## quick example: each genealogy in an msprime simulation with recombination is one branch move away from each of its neighbors

In [1]:
import numpy as np
import strange
import toytree

In [2]:
rtr = toytree.rtree().coaltree(ntips=8,seed=42)
rtr3 = rtr.mod.node_scale_root_height(3)
rtr3.draw();

In [3]:
Ne = 50000
mut = 1e-8
kwargs = {
    "workdir": "../tests",
    "mutation_rate": mut,
    "recombination_rate": 1e-9,
    "theta": Ne*mut*4,
    "length": int(1e6), 
    "get_sequences": False,
    "random_seed": 42,
}

# simulation object
coal8 = strange.Coalseq(tree=rtr3, name="coal8", **kwargs)

In [4]:
len(coal8.tree_table)

1117

### ^1117 genealogies (a lot of ILS because of largeish pop size & shortish branches)

### I want a function that will tell me the heights of internal nodes on a given tree:

In [5]:
def get_int_node_vals(ttree):
    nodecoords = np.round(ttree.get_node_coordinates()[:,0],decimals=4)
    nodecoords = np.abs(nodecoords[nodecoords != 0])
    return(nodecoords)

In [6]:
get_int_node_vals(toytree.tree(coal8.tree_table.mstree[0]))
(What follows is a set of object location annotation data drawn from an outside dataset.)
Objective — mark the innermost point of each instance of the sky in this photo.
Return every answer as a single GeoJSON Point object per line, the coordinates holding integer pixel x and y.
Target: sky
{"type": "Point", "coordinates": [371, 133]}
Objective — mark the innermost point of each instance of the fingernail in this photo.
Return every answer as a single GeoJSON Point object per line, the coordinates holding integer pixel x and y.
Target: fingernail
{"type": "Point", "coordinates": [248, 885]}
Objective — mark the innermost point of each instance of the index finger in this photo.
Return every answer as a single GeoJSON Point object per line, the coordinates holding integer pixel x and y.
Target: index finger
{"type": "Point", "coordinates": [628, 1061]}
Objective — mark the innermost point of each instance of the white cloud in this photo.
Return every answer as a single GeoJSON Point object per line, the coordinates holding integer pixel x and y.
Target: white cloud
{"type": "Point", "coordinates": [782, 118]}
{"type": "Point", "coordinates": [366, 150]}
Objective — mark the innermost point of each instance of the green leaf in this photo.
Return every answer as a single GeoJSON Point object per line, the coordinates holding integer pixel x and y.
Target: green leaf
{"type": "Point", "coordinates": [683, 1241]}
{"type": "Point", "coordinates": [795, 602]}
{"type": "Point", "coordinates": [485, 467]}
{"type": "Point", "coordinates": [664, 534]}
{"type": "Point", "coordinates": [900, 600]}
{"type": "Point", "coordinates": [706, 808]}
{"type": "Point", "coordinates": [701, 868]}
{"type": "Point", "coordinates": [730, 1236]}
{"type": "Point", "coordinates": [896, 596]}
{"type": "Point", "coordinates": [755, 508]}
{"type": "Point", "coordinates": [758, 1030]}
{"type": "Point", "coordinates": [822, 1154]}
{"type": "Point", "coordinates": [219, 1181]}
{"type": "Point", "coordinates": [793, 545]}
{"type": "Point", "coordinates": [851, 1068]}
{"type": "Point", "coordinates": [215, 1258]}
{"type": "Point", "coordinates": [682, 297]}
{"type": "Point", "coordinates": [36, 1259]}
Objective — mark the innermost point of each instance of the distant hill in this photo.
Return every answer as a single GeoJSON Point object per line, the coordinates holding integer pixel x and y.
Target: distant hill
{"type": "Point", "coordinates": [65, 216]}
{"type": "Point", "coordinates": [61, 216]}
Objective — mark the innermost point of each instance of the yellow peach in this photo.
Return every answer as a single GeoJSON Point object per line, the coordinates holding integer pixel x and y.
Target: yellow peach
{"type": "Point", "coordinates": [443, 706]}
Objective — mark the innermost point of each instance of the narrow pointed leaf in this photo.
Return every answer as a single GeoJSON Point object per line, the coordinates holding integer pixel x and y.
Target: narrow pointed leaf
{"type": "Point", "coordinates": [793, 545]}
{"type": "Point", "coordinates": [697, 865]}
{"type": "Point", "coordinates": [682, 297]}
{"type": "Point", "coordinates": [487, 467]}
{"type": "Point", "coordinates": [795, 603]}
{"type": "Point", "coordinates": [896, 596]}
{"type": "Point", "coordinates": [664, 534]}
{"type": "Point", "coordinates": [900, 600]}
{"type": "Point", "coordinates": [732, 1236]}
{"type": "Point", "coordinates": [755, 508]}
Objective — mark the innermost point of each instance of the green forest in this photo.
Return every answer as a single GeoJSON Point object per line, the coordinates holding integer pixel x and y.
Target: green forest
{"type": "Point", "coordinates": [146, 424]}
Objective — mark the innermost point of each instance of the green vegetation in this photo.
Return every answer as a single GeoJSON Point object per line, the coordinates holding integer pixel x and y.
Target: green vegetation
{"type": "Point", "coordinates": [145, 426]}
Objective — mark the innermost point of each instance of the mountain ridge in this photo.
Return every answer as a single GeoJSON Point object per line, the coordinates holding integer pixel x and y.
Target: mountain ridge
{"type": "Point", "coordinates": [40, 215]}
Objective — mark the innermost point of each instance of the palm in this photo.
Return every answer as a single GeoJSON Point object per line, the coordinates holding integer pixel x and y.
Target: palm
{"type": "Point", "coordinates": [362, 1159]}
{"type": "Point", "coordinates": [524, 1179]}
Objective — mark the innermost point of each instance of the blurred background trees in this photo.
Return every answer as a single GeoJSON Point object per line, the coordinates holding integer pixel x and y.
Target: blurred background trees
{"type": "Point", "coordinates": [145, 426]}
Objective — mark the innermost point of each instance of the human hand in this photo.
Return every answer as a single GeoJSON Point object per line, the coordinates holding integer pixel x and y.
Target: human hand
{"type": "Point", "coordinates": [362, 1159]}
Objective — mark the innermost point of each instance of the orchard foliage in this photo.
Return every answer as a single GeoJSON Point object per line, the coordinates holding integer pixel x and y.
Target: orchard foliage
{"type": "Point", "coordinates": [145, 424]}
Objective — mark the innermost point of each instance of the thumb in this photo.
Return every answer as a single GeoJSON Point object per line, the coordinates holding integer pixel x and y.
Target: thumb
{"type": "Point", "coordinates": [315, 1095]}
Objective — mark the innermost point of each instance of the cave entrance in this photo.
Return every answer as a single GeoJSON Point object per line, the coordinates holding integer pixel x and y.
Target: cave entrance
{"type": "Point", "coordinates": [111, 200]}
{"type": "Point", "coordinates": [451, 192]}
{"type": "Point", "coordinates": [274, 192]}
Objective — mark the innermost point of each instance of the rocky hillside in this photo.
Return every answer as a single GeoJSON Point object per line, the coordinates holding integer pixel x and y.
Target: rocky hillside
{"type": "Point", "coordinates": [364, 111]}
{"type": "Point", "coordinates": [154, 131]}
array([108781.7321, 121266.1262, 182111.8093,  64174.0087, 304083.2916,
       204293.3243, 473009.5932])

### How many internal node heights change from one tree to the next? This should indicate how many nodes are changing between trees.

In [7]:
nodes1 = np.round(get_int_node_vals(toytree.tree(coal8.tree_table.mstree[0])),decimals=4)
nodes2 = np.round(get_int_node_vals(toytree.tree(coal8.tree_table.mstree[1])),decimals=4)

counter = 0
for i in nodes1:
    if i in nodes2:
        counter += 1
        
counter

6

### This is saying that the exact heights for 6 of the 7 nodes stays the exact same -- implying that only one node changed from genealogy 0 to genealogy 1.


### let's iterate through every neighboring pair of trees to see how many nodes move between them:

In [8]:
# this time our counter is an array of zeros, where each entry corresponds to the 
# number of shared nodes between a neighboring pair of genealogies
counter = np.zeros((len(coal8.tree_table)-1),dtype=np.int8)
for treenum in range(len(coal8.tree_table)-1):
    nodes1 = np.round(get_int_node_vals(toytree.tree(coal8.tree_table.mstree[treenum])),decimals=4)
    nodes2 = np.round(get_int_node_vals(toytree.tree(coal8.tree_table.mstree[treenum+1])),decimals=4)
    for i in nodes1:
        if i in nodes2:
            counter[treenum] += 1

In [9]:
counter

array([6, 6, 6, ..., 6, 6, 6], dtype=int8)

In [10]:
np.all(counter == 6)

True

### this is telling us that every genealogy shares 6 of its 7 nodes with each of its two neighbors.

-- as a side note, McVean and Cardin 2005 (https://royalsocietypublishing.org/doi/full/10.1098/rstb.2005.1673) suggests that the length of a fragment corresponding to each genealogy is a function of the total branch length of that genealogy and the population recombination rate: "The distance along the unit interval until the first recombination event is exponentially distributed with rate ρ$T_{0}$/2." This might be useful for helping determine an expectation in number of base pairs as to how long a particular topology might be preserved.

### as proof of concept, here are the first 50 pairs of neighboring genealogies:

(you can see that a single branch is erased and reconnected somewhere else from one tree to the next)

In [11]:
for treenum in range(50):
    trees = toytree.mtree([toytree.tree(coal8.tree_table.mstree[treenum]),
                           toytree.tree(coal8.tree_table.mstree[treenum+1])])
    canvas, axes = trees.draw_tree_grid(shared_axis=True, orient='down', height=250, width=700)
    axes.y.domain.min = -1